33 b) Dies trifft auf die streitgegenständlichen Äußerungen nicht zu. Sie stehen im
Zusammenhang mit einer internen fachlichen Einschätzung des Klägers und
nehmen in pauschaler, unsubstantiierter Weise Bezug auf seine Befähigung und
Leistung. Sie enthalten eine unverblümte, harsche Kritik, beziehen sich aber nicht
auf den Kläger als Person oder dessen Charakter schlechthin. Die Äußerungen
betreffen fachliche Kriterien der Arbeitsleistung, die in unmittelbarem
Zusammenhang mit der Frage stehen, ob eine Fortsetzung des
Arbeitsverhältnisses angezeigt erscheint, weil die Probezeit mit Erfolg absolviert
wurde. Die Äußerungen enthalten keine Formalbeleidigungen. Die in ihnen
enthaltene Kritik ist im Ergebnis auf den Gegenstand einer fachlichen Beurteilung
bezogen und dabei mit subjektiv geprägten, negativen Wertungen ausgefüllt. Dies
macht die Äußerungen nicht zu Schmähungen. Weder wird die Menschenwürde
des Klägers durch diese Äußerungen berührt, noch ist in ihnen eine Diffamierung
zu sehen. Im Vordergrund steht eine Auseinandersetzung mit der fachlichen
Befähigung und Leistung des Klägers anlässlich eines konkreten
Beurteilungsanlasses, des Ablaufs der Probezeit. Wenn dies auch mit stark
subjektiv geprägten, pointierten Formulierungen geschieht, steht dabei ersichtlich
die Einschätzung von Sachkriterien im Vordergrund und nicht eine persönliche
Kränkung des Klägers.

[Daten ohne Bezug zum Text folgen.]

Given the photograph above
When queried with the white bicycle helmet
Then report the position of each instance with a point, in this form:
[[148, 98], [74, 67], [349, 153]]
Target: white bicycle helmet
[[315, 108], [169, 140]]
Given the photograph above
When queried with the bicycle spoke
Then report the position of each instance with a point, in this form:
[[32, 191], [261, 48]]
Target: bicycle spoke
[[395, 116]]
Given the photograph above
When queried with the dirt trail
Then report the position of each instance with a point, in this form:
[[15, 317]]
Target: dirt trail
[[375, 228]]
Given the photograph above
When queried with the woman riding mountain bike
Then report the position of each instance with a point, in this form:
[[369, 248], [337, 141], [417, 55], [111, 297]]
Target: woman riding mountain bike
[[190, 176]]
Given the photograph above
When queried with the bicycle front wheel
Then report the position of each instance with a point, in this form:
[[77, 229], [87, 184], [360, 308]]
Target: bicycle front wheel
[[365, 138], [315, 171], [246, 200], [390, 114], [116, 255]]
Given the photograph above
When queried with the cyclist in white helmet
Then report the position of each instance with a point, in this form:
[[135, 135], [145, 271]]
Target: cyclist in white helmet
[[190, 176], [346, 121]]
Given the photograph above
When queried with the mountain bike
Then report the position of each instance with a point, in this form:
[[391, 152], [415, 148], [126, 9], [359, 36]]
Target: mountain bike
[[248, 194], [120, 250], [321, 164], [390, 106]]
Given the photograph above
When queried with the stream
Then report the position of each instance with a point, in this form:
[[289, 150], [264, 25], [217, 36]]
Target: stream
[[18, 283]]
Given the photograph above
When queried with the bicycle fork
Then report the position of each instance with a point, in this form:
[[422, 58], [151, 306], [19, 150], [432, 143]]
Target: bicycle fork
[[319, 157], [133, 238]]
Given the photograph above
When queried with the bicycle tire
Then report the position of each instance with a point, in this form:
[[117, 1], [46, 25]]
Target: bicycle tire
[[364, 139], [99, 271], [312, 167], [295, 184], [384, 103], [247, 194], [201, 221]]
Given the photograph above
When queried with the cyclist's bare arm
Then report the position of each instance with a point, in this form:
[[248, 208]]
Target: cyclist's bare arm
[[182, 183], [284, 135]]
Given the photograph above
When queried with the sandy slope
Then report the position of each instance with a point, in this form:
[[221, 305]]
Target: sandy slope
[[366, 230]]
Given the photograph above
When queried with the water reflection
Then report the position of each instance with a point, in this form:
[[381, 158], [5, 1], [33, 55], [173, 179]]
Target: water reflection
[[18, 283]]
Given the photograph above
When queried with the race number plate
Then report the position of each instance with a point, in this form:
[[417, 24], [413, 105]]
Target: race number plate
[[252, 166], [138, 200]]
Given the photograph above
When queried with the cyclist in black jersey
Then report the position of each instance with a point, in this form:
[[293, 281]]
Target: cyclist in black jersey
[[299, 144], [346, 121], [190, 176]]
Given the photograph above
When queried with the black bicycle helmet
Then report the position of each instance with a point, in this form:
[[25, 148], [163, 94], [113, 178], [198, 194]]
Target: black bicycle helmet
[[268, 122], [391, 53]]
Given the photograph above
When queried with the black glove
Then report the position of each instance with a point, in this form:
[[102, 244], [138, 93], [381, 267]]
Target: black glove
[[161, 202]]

Maßstab ist auch hier, wie ein unbefangener Leser die
Äußerungen einordnet und nicht, wie sie der Kläger subjektiv empfindet.
III.
34 Der Kläger hat die Kosten seiner erfolglosen Berufung zu tragen, § 97 Abs. 1 ZPO.
Das Landesarbeitsgericht hat die Revision nicht zugelassen, weil die
Voraussetzungen des § 72 Abs. 2 ArbGG nicht erfüllt sind.